Las tormentas de radiactividad que siguieron a la guerra nuclear los había dejado en el umbral del caldo genético. La supervivencia humana se decantaría cada vez más por aquellos con nuevas conexiones en los senderos neurales de sus cerebros. El neocórtex había sufrido, para ponerlo en términos geológicos, un desarrollo precipitado. Si bien funcionaba bien en condiciones normales, en momentos de tensión se veía sobrepasado por la emotividad. En la era prenuclear, esta deficiencia fue considerada como norma, a veces hasta deseable. La violencia era contemplada como solución aceptable a una serie de problemas que, de no haber habido violencia en el ambiente, jamás habrían surgido.

En los nuevos y pacíficos tiempos, en cambio, la violencia no era bien recibida. Se la consideraba una falla, jamás una solución. Con el tiempo, el neocórtex fue desarrollando mejores conexiones con las restantes partes del cerebro. La humanidad empezaba por primera vez a conocerse a sí misma.

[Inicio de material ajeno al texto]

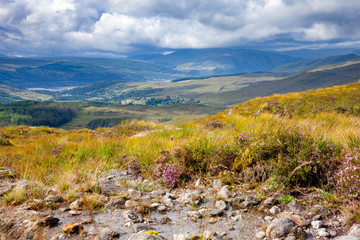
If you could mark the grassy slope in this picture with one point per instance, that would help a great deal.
(314, 130)
(10, 94)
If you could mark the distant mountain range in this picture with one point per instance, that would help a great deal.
(219, 61)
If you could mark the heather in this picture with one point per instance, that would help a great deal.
(280, 143)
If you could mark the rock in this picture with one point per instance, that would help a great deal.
(146, 235)
(73, 228)
(74, 213)
(269, 202)
(162, 208)
(323, 232)
(140, 227)
(279, 228)
(134, 194)
(197, 183)
(260, 235)
(221, 205)
(249, 201)
(76, 205)
(131, 204)
(217, 184)
(212, 220)
(354, 231)
(208, 234)
(59, 237)
(48, 221)
(132, 217)
(107, 234)
(275, 210)
(348, 237)
(117, 202)
(7, 173)
(194, 214)
(316, 224)
(109, 183)
(296, 207)
(169, 203)
(157, 193)
(180, 236)
(333, 233)
(53, 199)
(224, 192)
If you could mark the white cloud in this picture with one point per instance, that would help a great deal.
(63, 26)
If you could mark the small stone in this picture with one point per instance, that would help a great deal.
(354, 230)
(131, 204)
(333, 233)
(260, 235)
(49, 221)
(249, 201)
(224, 192)
(275, 210)
(316, 224)
(208, 234)
(221, 205)
(74, 213)
(348, 237)
(194, 214)
(269, 202)
(169, 203)
(217, 184)
(140, 226)
(212, 220)
(162, 208)
(157, 193)
(73, 228)
(294, 206)
(76, 205)
(279, 228)
(197, 183)
(323, 232)
(132, 216)
(180, 236)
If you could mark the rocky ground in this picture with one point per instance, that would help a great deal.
(126, 210)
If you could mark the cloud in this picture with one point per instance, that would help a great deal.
(55, 27)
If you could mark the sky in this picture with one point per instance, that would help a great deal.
(123, 27)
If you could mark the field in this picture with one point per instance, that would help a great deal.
(284, 143)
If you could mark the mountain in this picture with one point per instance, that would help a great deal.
(310, 54)
(60, 72)
(220, 60)
(301, 82)
(304, 66)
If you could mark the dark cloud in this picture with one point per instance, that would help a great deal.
(48, 27)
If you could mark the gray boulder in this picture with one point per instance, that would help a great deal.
(279, 228)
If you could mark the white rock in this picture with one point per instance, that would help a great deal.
(275, 210)
(224, 192)
(76, 205)
(323, 232)
(316, 224)
(221, 205)
(260, 235)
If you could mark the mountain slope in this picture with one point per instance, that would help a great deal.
(49, 73)
(304, 66)
(220, 60)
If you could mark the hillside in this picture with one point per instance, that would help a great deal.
(304, 66)
(220, 60)
(297, 150)
(69, 72)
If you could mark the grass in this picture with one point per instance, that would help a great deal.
(297, 140)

Estos humanos itinerantes consideraban que estaban de vacaciones. Así son los insondables caminos por los que Gaia conduce la evolución. Encontraban placer precisamente en aquellas actividades que mejoraban su especie, y no había mayor felicidad para una pareja que dar a luz a niños capaces de ejercitar con más brillantez el deporte del repensamiento.

Buscaban sobre todo profundizar en las estructuras de la conciencia humana. Mientras rastreaban las guías maestras que hasta entonces habían conformado la historia de la humanidad, se sentían guiados a la vez por lo que ocurría en Heliconia. Los archivos de la historia terrestre previa al holocausto nuclear habían sido destruidos casi por completo; tan sólo se había podido rescatar de las ruinas uno o dos alijos de información. Pero Heliconia y su gente parecían presentar una sorprendente afinidad con la pasada realidad de la Tierra.

¿Cómo no ver el paralelismo entre aquellos terráqueos tan temerosos de su propia naturaleza violenta, atrincherados detrás de muros, armamentos y rígidas leyes, y el joven heliconiano que había matado a su padre? La agresión y el asesinato habían constituido una vía de escape al sufrimiento: de hecho, la muerte del planeta había sido obra de sus hijos más dilectos.